Your New Year?s Resolution: A Low Salt Diet

 Make the diet you resolve to keep this New Year’s a low-salt one. Chlorides, including the salts we use to melt ice in winter, are a major contributor to nonpoint-source pollution in our area. Committing to reducing our salt use during the snowy and icy months ahead is good for our pocketbooks and our environment!

Chlorides may become diluted, but they never degrade or break down in the environment; one tablespoon of salt contaminates 5 gallons of water which has an immediate negative impact on fish (acute threshold). Chlorides produce a salty taste in drinking water, cause adverse growth effects on vegetation, are harmful to aquatic life, and are corrosive to our vehicles, roads, parking lots and sidewalks.

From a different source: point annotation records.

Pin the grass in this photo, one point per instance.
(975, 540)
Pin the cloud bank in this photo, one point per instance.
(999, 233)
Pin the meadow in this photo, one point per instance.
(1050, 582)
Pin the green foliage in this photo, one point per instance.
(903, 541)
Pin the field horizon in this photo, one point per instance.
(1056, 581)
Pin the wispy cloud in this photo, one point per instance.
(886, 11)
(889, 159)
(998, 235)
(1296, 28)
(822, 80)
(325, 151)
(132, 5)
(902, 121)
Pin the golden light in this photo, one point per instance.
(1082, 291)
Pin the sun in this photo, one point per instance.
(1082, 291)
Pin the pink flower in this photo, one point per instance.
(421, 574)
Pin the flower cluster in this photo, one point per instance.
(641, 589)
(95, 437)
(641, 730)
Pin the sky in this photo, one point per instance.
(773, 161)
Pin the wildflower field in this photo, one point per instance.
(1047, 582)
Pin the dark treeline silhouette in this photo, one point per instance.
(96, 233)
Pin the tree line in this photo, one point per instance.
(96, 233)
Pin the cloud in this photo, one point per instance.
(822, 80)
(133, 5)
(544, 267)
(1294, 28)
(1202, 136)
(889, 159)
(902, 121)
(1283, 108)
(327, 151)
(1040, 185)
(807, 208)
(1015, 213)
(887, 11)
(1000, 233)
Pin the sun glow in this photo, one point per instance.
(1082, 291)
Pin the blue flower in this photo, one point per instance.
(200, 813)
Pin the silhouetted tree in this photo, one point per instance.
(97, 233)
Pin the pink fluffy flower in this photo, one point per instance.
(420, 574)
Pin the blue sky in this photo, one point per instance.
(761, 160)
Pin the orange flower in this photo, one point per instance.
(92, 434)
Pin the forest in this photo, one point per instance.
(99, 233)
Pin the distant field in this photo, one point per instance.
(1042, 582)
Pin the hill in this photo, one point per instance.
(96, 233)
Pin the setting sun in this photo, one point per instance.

You can make small changes for managing your property during snow events to help maintain and improve our water resources:
• Shovel (or use a snow blower) before you use any product; never put a deicing product on top of snow.
• Adopt the “Just Enough” principle, putting down just enough product to keep high traffic areas clear of ice.
• Sweep up un-dissolved product after a storm is over for reuse.
• Consider switching to a non-chloride deicer.
• Support changes in chloride application in your municipality.
• Inform a neighbor about the impacts chlorides have in our streams and rivers.